Rara Avis in Terris, JUVENAL, Sátiras, VI, 165

sexta-feira, 17 de outubro de 2025

Poema do Silêncio, José Régio

 

Ferragudo, Praia Grande - 2025


Sim, foi por mim que gritei.
Declamei,
Atirei frases em volta.
Cego de angústia e de revolta.

Foi em meu nome que fiz,
A carvão, a sangue, a giz,
Sátiras e epigramas nas paredes
Que não vi serem necessárias e vós vedes.

Foi quando compreendi
Que nada me dariam do infinito que pedi,
- Que ergui mais alto o meu grito
E pedi mais infinito!

Eu, o meu eu rico de baixas e grandezas,
Eis a razão das épi trági-cómicas empresas
Que, sem rumo,
Levantei com sarcasmo, sonho, fumo...

O que buscava
Era, como qualquer, ter o que desejava.
Febres de Mais. ânsias de Altura e Abismo,
Tinham raízes banalíssimas de egoísmo.

Que só por me ser vedado
Sair deste meu ser formal e condenado,
Erigi contra os céus o meu imenso Engano
De tentar o ultra-humano, eu que sou tão humano!

Senhor meu Deus em que não creio!
Nu a teus pés, abro o meu seio
Procurei fugir de mim,
Mas sei que sou meu exclusivo fim.

Sofro, assim, pelo que sou,
Sofro por este chão que aos pés se me pegou,
Sofro por não poder fugir.
Sofro por ter prazer em me acusar e me exibir!

Senhor meu Deus em que não creio, porque és minha criação!
(Deus, para mim, sou eu chegado à perfeição...)
Senhor dá-me o poder de estar calado,
Quieto, maniatado, iluminado.

Se os gestos e as palavras que sonhei,
Nunca os usei nem usarei,
Se nada do que levo a efeito vale,
Que eu me não mova! que eu não fale!

Ah! também sei que, trabalhando só por mim,
Era por um de nós. E assim,
Neste meu vão assalto a nem sei que felicidade,
Lutava um homem pela humanidade.

Mas o meu sonho megalómano é maior
Do que a própria imensa dor
De compreender como é egoísta
A minha máxima conquista...

Senhor! que nunca mais meus versos ávidos e impuros
Me rasguem! e meus lábios cerrarão como dois muros,
E o meu Silêncio, como incenso, atingir-te-á,
E sobre mim de novo descerá...

Sim, descerá da tua mão compadecida,
Meu Deus em que não creio! e porá fim à minha vida.
E uma terra sem flor e uma pedra sem nome
Saciarão a minha fome.

José Régio, in As Encruzilhadas de Deus


    Depois de dias absorvidos pelo cuidado e pela família, estou de regresso. Aos poucos, irei visitando os @migos.

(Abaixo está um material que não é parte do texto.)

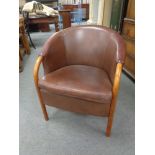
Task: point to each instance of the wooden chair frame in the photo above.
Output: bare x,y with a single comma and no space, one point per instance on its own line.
114,93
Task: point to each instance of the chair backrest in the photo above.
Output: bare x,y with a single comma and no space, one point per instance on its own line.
90,45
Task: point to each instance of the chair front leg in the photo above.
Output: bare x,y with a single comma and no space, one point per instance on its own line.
114,97
35,75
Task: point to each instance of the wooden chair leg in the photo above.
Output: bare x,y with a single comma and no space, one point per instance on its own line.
35,75
109,126
43,107
114,97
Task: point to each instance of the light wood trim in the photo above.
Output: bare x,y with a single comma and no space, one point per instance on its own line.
114,97
35,75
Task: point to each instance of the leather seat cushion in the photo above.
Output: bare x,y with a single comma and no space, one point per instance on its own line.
79,81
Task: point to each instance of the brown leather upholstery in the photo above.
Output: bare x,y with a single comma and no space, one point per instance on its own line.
79,81
81,71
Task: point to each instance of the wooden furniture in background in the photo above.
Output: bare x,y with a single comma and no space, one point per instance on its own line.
23,35
66,18
71,7
44,21
128,33
24,47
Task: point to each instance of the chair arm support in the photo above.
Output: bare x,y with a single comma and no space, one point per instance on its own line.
115,88
36,70
114,97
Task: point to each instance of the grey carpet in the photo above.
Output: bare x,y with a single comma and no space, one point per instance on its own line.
69,133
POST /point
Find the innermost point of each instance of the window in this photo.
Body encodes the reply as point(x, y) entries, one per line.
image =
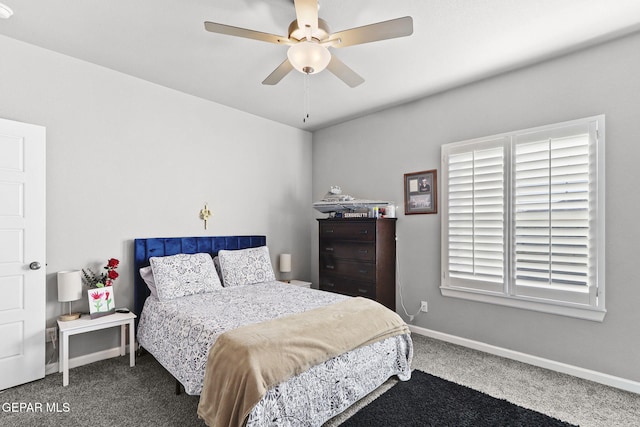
point(523, 219)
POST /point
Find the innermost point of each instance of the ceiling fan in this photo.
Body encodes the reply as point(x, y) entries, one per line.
point(309, 39)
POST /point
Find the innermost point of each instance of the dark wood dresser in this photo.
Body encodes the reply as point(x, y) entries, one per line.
point(358, 258)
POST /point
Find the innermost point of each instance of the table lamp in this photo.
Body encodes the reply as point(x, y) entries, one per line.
point(69, 289)
point(285, 266)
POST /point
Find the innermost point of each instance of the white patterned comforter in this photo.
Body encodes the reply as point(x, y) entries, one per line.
point(179, 333)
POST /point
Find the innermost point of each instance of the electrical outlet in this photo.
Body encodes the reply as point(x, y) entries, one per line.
point(51, 334)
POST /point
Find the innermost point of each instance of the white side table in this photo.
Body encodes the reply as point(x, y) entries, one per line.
point(300, 283)
point(86, 324)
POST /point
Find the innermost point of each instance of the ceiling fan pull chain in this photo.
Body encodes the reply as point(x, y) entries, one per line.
point(306, 100)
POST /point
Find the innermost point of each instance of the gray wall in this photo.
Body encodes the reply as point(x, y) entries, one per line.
point(368, 157)
point(127, 158)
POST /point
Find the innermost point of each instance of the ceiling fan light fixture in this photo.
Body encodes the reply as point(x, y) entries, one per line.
point(5, 11)
point(309, 57)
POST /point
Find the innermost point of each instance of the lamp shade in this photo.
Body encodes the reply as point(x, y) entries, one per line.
point(309, 57)
point(285, 263)
point(69, 286)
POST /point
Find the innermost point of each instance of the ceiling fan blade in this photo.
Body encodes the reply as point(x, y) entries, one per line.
point(243, 32)
point(399, 27)
point(307, 14)
point(279, 73)
point(344, 73)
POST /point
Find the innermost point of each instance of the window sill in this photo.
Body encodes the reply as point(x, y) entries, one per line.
point(586, 313)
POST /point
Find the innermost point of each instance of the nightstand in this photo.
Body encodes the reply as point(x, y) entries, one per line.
point(87, 324)
point(300, 283)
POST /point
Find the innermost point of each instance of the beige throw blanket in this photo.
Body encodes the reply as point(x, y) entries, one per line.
point(245, 362)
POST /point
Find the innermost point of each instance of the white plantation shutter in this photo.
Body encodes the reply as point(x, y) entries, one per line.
point(476, 207)
point(552, 233)
point(523, 219)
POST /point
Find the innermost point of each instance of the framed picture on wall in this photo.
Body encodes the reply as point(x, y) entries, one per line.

sexta-feira, 3 de outubro de 2025

Dias de Outubro

 

Pandorea jasminoide - Cá de casa - Outubro, 2025


    São plenos de recomeço e de uma doçura, que de longe nos espreita, estes dias de Outubro. Suaves, mas não serenos, na sua contradição nostálgica. Caminhamos sobre o calor esbraseado do Verão que findou e as guerras que, de perto nos espreitam, ecoam e cravam-nos lâminas de impotência sem limites.
    As memórias semeiam a nostalgia dos que partiram e, o Amor que nos legaram, põem-nos uma fortaleza de Esperança no peito cansado. Somos os herdeiros desta brisa que os ares adoça. Cedermos à fraqueza foi-nos vedado. Somos humanos, carregamos a Vida.
    Os nossos jasmins, suaves e odorosos, resistem ainda. Desistir, nunca será uma possibilidade! Talvez o ocaso nos espreite, mas a que distância? A viagem ainda decorre: sigamos estes voos que se atiram nos ares e, no vórtice dos abismos, deixemos flutuar o porvir.